Quuxplusone / LLVMBugzillaTest

0 stars 0 forks source link

[X86] some builtins generate incorrect code for shifts with large (constant) shift counts #42892

Open Quuxplusone opened 4 years ago

Quuxplusone commented 4 years ago
Bugzilla Link PR43922
Status REOPENED
Importance P normal
Reported by Wolfgang Pieb (Wolfgang_Pieb@playstation.sony.com)
Reported on 2019-11-06 11:16:26 -0800
Last modified on 2019-11-10 03:28:09 -0800
Version trunk
Hardware PC All
CC craig.topper@gmail.com, llvm-bugs@lists.llvm.org, llvm-dev@redking.me.uk, spatel+llvm@rotateright.com
Fixed by commit(s) rG641d2e5232b423a7dd81afac94dd3db4412a4971
Attachments newtest.ll (652 bytes, text/plain)
Blocks
Blocked by
See also
Created attachment 22780
IR in question

The attached IR features a call to a builtin that generates a PSRAD
instruction. The shift count is large, and in such cases the instruction's
definition says that the result should be equal to the operand's sign bit (or
the sign bits of its respective elements) extended to the entire width of the
result (i.e. 0 or -1).

The instruction, however, is emitted with a shift count of 0, yielding a result
identical to the input operand.

        movq    .LCPI0_0(%rip), %mm0    # mm0 = 0x7AAAAAAA7AAAAAAA
        psrad   $0, %mm0

I do not think undefined behaviour is in play here, since I would expect that
the semantics of a builtin are directly derived from the that of the
instruction they represent, though I could be wrong about that.

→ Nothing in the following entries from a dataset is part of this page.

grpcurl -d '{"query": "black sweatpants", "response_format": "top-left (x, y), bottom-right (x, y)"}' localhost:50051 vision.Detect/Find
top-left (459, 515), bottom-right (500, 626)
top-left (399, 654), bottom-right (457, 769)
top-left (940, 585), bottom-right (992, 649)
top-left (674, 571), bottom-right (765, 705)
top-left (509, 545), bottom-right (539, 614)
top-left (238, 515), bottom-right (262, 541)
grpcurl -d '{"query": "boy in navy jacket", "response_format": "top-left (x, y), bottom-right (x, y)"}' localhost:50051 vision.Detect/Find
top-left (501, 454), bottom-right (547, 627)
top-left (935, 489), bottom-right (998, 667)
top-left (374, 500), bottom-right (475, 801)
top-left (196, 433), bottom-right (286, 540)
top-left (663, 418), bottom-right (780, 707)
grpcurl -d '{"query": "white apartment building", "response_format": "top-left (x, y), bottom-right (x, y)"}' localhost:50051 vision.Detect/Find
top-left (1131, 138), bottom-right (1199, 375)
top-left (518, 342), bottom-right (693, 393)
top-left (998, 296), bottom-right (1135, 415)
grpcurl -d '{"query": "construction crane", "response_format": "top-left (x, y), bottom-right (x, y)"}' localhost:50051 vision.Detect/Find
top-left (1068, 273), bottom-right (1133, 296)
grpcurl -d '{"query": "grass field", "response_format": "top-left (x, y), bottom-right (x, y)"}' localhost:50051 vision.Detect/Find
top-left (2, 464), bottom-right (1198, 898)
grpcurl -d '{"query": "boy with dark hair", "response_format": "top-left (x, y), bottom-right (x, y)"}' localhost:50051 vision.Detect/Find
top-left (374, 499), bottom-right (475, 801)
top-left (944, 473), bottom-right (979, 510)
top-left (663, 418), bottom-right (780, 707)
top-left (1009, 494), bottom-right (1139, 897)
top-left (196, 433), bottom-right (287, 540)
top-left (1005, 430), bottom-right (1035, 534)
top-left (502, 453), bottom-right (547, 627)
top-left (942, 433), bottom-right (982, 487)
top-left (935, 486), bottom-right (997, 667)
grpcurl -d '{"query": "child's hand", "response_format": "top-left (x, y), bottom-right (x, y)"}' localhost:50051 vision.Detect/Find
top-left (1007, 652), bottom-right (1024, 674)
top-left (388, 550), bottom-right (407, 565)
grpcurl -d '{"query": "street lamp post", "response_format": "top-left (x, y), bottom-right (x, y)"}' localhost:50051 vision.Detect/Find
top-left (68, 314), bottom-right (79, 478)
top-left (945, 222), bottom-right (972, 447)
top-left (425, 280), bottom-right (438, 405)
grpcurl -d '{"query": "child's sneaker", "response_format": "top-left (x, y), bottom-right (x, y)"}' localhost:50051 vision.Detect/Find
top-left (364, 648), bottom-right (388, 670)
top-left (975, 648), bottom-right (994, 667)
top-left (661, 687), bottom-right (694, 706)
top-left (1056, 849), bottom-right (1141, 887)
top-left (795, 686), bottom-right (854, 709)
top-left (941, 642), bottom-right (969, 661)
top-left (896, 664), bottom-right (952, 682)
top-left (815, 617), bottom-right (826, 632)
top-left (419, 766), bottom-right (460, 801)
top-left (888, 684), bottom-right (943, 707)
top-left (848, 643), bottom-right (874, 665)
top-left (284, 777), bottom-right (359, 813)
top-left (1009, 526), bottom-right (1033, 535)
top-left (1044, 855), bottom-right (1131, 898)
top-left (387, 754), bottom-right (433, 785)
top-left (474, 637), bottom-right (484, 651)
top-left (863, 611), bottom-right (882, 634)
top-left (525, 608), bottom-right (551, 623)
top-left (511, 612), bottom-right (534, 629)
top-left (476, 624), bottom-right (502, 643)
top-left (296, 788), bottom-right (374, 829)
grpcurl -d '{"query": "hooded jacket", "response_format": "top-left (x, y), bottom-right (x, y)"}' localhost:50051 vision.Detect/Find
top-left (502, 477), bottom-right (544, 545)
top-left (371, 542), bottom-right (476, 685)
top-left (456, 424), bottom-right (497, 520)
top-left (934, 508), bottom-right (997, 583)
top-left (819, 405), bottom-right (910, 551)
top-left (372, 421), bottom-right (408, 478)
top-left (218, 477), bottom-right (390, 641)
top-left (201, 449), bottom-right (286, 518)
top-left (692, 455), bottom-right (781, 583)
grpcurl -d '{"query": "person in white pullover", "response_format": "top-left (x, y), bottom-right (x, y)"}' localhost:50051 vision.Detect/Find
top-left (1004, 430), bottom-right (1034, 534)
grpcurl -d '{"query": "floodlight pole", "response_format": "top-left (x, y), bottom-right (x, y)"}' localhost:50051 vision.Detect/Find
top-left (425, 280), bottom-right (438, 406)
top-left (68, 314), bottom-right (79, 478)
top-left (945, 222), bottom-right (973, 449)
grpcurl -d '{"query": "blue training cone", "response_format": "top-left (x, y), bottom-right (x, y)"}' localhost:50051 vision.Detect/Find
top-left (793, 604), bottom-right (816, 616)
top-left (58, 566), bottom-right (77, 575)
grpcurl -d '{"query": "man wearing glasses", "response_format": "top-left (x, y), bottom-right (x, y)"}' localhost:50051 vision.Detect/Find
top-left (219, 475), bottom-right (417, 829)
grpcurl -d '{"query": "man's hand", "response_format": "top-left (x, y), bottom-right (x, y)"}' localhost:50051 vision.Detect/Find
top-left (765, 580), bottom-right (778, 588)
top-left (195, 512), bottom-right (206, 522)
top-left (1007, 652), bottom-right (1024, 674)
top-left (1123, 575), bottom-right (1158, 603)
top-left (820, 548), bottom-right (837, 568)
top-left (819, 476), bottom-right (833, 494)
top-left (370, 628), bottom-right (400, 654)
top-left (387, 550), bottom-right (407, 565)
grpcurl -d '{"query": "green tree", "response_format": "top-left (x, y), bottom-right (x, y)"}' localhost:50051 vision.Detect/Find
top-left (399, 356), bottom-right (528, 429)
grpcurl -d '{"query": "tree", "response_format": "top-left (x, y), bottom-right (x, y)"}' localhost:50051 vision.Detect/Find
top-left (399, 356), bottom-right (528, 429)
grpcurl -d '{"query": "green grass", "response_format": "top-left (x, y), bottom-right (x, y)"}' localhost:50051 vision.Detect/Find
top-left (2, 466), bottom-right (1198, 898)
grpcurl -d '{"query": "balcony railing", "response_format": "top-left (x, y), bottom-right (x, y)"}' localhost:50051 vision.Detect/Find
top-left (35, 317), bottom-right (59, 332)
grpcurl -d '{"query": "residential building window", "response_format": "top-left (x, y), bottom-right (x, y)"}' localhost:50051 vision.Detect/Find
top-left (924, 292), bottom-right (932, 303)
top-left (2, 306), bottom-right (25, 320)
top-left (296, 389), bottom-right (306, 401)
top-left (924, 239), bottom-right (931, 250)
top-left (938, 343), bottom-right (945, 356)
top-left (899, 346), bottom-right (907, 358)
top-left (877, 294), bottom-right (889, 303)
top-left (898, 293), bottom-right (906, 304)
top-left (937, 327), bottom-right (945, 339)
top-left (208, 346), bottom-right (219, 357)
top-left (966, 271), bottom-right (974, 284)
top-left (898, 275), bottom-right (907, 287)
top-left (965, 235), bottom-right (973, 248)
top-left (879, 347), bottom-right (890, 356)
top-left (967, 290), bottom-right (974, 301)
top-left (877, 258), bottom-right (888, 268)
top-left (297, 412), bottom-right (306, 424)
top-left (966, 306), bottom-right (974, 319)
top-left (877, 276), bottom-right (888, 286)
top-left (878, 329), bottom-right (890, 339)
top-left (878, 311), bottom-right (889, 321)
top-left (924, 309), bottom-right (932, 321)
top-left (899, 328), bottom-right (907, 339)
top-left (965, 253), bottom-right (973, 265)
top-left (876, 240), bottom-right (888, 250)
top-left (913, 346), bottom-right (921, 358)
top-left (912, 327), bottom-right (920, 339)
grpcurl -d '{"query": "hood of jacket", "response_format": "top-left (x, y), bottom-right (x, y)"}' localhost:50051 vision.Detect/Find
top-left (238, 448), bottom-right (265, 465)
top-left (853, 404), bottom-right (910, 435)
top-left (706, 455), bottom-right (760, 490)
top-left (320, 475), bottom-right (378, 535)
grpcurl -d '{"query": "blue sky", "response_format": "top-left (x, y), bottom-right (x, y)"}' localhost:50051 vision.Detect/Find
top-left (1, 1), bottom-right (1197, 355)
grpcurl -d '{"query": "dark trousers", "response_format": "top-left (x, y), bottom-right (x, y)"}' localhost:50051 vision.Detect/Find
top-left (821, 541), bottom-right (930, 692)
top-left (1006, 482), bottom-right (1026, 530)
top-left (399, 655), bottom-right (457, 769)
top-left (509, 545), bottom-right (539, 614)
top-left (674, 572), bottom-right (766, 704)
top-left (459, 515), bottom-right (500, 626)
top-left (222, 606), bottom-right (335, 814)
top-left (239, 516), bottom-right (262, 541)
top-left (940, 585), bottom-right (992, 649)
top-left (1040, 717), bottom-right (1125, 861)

The IR has been generated from the following C source:

// -----------------------------------------------------
typedef int __v2si __attribute__((__vector_size__(8)));
typedef long long __m64 __attribute__((__vector_size__(8)));

extern "C" int printf(const char *, ...);

int main()
{
            __m64 id17152 = {(long long)0x7aaaaaaa7aaaaaaa};
            int id17156 = 0x10000000;
            __m64 id17151 = (__m64)__builtin_ia32_psradi((__v2si)id17152, id17156);
            printf("id17151 = %llx\n", id17151[0]);
}
// ------------------------------------------------------
gcc 7.4.0 prints 0 for this code.

In a late stage IR dump the PSRAD instruction shows up with the correct shift
count:

renamable $mm0 = MMX_PSRADri killed renamable $mm0(tied-def 0), 268435456
Quuxplusone commented 4 years ago

Attached newtest.ll (652 bytes, text/plain): IR in question

Quuxplusone commented 4 years ago

The PSRAD with immediate instruction only supports 8-bits worth of shift so we masked 268435456 to 8-bits and got 0. The same issue exists for shift left and shift right for the MMX builtin. We do better with SSE shifts.

I'm inclined to fix this by just clamping the shift amount to 31 for all three shift amounts. We could do better for left/right shifts and the result to 0 explicitly, but I'm not sure we care to optimize MMX that well.

Quuxplusone commented 4 years ago
(In reply to Craig Topper from comment #1)
> The PSRAD with immediate instruction only supports 8-bits worth of shift so
> we masked 268435456 to 8-bits and got 0. The same issue exists for shift
> left and shift right for the MMX builtin. We do better with SSE shifts.
>
> I'm inclined to fix this by just clamping the shift amount to 31 for all
> three shift amounts. We could do better for left/right shifts and the result
> to 0 explicitly, but I'm not sure we care to optimize MMX that well.

How tricky would it be to match what we do for SSE for out of bounds values?
Quuxplusone commented 4 years ago

Not that tricky. We need to clamp for psrai. And for the other two emit an i32 zero and an x86isd node to move i32 to mmx. That will pattern match to the pxor zero idiom I think.

Quuxplusone commented 4 years ago

I've committed the simple clamp to 255 for all 8 affected intrinsics in 641d2e5232b423a7dd81afac94dd3db4412a4971. Using 255 avoids needing to decode the element size from the intrinsic.

Simon, do you think I should optimize it to produce 0s when possible? Or should we start working on MMX->SSE

Quuxplusone commented 4 years ago
(In reply to Craig Topper from comment #4)
> I've committed the simple clamp to 255 for all 8 affected intrinsics in
> 641d2e5232b423a7dd81afac94dd3db4412a4971. Using 255 avoids needing to decode
> the element size from the intrinsic.
>
> Simon, do you think I should optimize it to produce 0s when possible? Or
> should we start working on MMX->SSE

Returning 0s for out of range logical shifts should be a relatively small
change, making a dent in [Bug #42320] is likely to be a much bigger issue.